The main reason employees at my company exercised options to get stock was because the mechaism the company offered to do it all in one step was bad. You had to commit to a sale a day or two in advance by sending in a fax, that often got lost. Once holding shares and waiting for an opportune time to sell, momentum can set in. Then if the shares dropped in value before the investor learns about the tax treatment, he is left praying that he isn't hit by a forced disposition. In my case, I sold a few shares per year to slowly defuse the bomb.
I still have a tough time understanding how people were burned by this. I worked at Nortel in the mid 90's, band 6, early thirties, and nobody I knew was talking about getting stock options then. It sounds like everybody was getting options by mid '96, enough that they'd have 4000 vested by the peak in the summer of '00 to exercise for a gain of $100 per share. OK, with splits it was originally only 500 shares I suppose. But that seems like the scenario that would be required to rack up a mortgage sized tax liability in the $100k range.

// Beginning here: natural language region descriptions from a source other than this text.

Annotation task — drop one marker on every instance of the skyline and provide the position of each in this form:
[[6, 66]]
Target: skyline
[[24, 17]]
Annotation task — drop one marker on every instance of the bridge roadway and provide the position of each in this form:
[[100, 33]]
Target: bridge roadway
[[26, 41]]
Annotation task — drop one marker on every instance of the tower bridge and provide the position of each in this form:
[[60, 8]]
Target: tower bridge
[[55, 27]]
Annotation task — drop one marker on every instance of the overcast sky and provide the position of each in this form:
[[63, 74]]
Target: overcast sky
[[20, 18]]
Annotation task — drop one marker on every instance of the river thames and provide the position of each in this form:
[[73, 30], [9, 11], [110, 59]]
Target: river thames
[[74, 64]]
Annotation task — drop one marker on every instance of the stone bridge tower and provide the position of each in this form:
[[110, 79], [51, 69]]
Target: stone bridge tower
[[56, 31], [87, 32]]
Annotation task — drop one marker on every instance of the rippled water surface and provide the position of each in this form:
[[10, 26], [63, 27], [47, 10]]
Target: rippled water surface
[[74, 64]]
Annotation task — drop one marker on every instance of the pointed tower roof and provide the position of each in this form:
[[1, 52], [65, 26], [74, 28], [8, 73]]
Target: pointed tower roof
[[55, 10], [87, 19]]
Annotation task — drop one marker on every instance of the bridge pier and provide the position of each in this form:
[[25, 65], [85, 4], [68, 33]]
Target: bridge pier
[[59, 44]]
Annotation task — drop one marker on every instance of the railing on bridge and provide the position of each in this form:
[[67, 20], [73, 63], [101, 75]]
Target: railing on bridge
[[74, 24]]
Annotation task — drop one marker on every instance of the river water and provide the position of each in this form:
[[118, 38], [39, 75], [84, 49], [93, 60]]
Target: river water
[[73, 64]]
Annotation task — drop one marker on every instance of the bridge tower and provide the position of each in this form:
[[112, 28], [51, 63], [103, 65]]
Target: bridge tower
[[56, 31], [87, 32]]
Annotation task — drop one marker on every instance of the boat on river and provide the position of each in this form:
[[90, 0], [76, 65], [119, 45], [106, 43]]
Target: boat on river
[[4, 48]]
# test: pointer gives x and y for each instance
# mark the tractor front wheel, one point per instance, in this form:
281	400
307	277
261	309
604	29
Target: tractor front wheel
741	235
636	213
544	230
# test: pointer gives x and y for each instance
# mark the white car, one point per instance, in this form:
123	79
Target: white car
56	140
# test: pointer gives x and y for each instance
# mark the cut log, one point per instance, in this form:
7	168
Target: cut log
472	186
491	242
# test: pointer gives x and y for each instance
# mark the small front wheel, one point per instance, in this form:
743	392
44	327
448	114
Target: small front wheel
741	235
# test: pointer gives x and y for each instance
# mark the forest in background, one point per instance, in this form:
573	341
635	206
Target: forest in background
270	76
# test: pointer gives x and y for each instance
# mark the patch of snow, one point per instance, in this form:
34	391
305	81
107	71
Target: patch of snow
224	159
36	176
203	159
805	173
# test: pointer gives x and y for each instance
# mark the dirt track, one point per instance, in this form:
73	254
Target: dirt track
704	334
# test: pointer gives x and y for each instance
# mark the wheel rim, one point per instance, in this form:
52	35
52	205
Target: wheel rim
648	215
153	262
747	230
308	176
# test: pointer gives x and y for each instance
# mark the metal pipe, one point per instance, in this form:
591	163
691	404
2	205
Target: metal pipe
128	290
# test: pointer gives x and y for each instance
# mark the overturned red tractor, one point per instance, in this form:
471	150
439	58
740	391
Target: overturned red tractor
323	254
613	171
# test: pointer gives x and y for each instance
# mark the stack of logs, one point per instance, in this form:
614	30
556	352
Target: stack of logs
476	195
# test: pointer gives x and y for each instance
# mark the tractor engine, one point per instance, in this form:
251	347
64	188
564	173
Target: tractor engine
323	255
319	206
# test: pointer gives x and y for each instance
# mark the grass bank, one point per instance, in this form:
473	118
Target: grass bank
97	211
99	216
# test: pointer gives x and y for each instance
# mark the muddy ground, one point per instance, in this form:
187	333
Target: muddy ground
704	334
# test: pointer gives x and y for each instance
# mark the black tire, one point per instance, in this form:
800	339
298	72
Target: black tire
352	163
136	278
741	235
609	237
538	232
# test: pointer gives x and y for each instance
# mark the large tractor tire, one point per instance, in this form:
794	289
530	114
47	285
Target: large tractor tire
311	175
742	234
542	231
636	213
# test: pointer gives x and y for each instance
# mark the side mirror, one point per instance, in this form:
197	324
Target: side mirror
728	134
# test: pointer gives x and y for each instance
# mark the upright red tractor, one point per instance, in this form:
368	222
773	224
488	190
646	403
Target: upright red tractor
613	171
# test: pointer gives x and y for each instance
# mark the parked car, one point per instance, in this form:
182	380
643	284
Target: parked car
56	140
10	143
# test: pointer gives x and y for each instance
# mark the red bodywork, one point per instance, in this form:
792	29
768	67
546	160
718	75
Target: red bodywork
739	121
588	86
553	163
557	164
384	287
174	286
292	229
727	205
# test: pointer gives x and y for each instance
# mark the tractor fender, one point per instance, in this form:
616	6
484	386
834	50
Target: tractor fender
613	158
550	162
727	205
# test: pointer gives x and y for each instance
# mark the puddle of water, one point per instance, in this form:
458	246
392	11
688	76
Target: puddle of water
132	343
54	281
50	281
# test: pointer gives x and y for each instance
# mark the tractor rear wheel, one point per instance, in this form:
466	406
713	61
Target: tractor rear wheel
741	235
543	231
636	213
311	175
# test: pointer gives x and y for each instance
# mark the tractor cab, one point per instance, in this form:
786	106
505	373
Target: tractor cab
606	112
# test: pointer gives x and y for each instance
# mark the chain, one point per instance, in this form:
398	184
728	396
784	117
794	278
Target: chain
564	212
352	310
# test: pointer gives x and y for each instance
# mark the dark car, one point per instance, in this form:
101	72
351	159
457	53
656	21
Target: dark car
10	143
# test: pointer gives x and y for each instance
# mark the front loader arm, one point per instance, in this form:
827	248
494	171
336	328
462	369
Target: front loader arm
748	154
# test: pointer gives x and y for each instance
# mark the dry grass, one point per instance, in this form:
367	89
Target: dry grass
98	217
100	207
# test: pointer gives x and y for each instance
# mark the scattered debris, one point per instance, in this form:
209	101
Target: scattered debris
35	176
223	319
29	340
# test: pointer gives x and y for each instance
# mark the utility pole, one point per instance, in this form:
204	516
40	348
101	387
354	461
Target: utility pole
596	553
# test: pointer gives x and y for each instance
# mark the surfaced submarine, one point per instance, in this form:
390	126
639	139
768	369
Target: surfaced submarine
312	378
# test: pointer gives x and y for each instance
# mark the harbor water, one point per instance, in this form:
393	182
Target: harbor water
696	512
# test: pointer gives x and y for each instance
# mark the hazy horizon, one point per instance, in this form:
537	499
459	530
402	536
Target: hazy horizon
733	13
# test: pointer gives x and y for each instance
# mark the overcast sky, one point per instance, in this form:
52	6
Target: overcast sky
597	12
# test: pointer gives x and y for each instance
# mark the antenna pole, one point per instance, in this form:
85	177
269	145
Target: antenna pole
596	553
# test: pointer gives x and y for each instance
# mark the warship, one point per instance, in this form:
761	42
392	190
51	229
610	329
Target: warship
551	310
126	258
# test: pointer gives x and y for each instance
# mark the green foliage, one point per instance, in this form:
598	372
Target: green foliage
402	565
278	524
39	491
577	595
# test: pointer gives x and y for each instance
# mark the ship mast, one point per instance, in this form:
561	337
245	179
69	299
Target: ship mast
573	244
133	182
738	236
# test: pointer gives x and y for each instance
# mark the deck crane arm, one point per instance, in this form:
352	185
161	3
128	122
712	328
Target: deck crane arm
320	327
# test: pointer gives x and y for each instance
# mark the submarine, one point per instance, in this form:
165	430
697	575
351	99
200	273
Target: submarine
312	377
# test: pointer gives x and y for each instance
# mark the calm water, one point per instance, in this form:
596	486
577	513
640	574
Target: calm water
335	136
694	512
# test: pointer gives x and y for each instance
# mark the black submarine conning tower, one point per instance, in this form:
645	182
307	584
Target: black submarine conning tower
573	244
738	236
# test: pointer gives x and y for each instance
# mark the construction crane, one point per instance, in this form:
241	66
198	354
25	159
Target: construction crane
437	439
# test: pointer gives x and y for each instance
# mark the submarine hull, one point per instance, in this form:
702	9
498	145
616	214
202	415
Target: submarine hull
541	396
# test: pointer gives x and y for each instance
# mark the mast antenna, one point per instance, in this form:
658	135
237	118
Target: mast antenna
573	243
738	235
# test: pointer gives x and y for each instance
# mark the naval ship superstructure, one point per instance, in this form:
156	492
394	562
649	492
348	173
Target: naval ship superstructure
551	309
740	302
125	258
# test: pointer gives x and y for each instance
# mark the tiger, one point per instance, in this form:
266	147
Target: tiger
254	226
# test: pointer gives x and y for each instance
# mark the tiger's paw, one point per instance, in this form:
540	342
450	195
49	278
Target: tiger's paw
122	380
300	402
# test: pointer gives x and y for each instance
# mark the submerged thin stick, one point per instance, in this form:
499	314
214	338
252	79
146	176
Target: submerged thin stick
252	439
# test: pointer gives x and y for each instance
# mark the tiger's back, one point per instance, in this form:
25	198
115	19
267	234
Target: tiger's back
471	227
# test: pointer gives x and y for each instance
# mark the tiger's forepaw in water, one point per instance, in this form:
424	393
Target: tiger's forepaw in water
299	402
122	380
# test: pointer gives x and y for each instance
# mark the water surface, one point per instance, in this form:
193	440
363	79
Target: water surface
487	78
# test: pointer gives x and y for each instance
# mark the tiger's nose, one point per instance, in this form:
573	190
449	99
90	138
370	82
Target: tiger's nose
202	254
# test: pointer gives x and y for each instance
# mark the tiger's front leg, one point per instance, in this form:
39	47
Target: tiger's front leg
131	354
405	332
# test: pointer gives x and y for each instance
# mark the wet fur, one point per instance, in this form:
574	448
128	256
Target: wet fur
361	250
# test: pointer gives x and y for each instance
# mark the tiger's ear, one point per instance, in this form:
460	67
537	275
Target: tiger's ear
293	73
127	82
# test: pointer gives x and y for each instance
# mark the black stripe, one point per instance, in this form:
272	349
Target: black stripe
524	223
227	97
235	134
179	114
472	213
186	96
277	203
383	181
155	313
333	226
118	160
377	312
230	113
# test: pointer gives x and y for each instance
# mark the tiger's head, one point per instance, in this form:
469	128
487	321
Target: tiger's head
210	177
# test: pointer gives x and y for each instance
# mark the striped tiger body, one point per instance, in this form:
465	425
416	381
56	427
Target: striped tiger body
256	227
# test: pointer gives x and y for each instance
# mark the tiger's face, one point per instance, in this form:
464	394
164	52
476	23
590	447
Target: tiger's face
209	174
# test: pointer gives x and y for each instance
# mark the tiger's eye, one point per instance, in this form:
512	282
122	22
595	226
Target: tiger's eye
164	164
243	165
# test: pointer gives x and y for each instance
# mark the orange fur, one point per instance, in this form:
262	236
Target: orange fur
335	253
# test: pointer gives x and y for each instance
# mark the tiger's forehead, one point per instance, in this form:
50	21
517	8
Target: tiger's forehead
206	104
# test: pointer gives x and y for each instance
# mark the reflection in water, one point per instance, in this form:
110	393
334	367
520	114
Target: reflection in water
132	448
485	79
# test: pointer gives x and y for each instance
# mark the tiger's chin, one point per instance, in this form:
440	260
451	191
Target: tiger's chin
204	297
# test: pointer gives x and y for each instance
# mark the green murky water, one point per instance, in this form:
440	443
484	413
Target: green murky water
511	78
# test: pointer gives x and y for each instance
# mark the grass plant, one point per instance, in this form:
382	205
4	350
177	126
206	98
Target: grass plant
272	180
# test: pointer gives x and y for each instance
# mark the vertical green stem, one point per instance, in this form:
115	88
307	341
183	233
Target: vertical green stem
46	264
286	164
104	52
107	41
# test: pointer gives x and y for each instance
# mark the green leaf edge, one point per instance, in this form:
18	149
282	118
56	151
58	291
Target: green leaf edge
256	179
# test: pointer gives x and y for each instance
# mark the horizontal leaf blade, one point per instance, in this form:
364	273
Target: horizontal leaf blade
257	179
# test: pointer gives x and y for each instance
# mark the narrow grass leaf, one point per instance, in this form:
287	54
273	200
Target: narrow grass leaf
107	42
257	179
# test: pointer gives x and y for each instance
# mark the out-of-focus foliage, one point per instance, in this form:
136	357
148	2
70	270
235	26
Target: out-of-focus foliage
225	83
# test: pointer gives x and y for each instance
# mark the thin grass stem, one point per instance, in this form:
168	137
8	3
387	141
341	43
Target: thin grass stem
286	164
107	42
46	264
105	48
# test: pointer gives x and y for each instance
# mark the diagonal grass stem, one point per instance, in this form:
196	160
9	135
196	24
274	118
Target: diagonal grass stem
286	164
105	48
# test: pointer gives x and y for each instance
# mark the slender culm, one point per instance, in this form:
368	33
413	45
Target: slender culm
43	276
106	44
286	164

ReplyDeleteDidn't people get T slips by March while the exercised shares could still cover the tax liability? T slips and doing taxes should have made it pretty clear that stock option gains were income. The taxes would be due, wouldn't they?
It seems like the only way to get burned would be to exercise at the top in '00 and then not believe what taxes were telling in April '01 latest.
Though I don't agree that people affect were victims in that they given a opportunity to make an extraordinary amount of money and then seem to have ignored/disbelieved the implications of their actions over long periods of time, I guess I can't disagree that the punishment was pretty severe.
Anonymous: In my case the options were with Entrust rather than Nortel. The grants to working level people at Entrust were genrally higher than they were at Nortel. I do have many friends who worked for Nortel because I used to work there. They were not all given the same number of options, even if they were in the same band. Some were given additional options more than once per year. The size of option grants is much more variable than salaries. So, the potential size of problems (and rewards) varied significantly.
ReplyDeleteI can't say how aware these people were of their potential future problems after their T slips came out. No doubt it varied. some would have been aware of the risk they were taking and others not. Either way, though, the punishment is severe.